Mark could feel his tension increasing, his skin growing tight and hot across his facial bones as he fought down his instinctive need to defend himself and let Peter finish speaking.

‘We all know, of course, that these are difficult times for industry. The recession and its af

termath are going to be felt for some years to come. Any business portfolio containing, as yours does, so many small industrial concerns is bound to mirror those effects. It isn’t, after all, mere coincidence that the liquidation and receivership side of the practice is increasing in almost exactly the same numbers as ours is decreasing, no matter how much Ryan might choose to pretend that such an increase is hard-won and the result of energetic personal endeavour. The senior partners are not, of course, oblivious to the effect of market forces, but Ryan does tend…’ He paused, frowning, and Mark knew that it was a sign of how disturbed he was by their falling business that he was actually discussing Ryan in such terms with him.

It was obvious there was no love lost between the two men; they were complete opposites in every way after all, and there was even some gossip—never substantiated—that before Ryan had come on the scene Peter had been dating Alice. If it was true Mark wondered if she ever regretted having married Ryan instead. Peter was a devoted and faithful husband and a doting father to his three daughters, while Ryan…
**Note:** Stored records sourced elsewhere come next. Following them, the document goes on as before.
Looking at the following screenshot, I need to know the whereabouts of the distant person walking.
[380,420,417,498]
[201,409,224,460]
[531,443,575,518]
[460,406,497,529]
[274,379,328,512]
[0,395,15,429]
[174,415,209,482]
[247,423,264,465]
‘When you originally came to us, Mark, the expectation was that with projected business growth you would ultimately become head of your own department, overseeing our industrial accounts, with your own qualified staff beneath you. However, obviously now…’

He looked up at Mark and told him quietly, ‘At our last board meeting Ryan suggested that, in view of the loss of business in the industrial sector, instead of being expanded it be combined with our shop-business accounts, which have also been heavily depleted because of the recession.

‘Needless to say I pointed out to the senior partners that all the signs are that the worst of the recession is over, and that history indicates that in its aftermath new businesses will flourish and that again, historically, such new businesses will in their early stages have to make heavy calls on our expertise and time, something we shall not be able to give them if our own staff resources have been depleted.’

He was frowning again, and Mark wondered bitterly what else Ryan had had to say; the man was a chancer, an aggressor, a privateer who fed off the weakness of others. He wouldn’t just enjoy the opportunity to boost his side of the business and rate its importance over theirs, he would also have great personal satisfaction in putting Peter himself down… Peter or any other man. Ryan wasn’t the sort who could ever accept anyone else as his equal, and he could certainly never be subservient to anyone.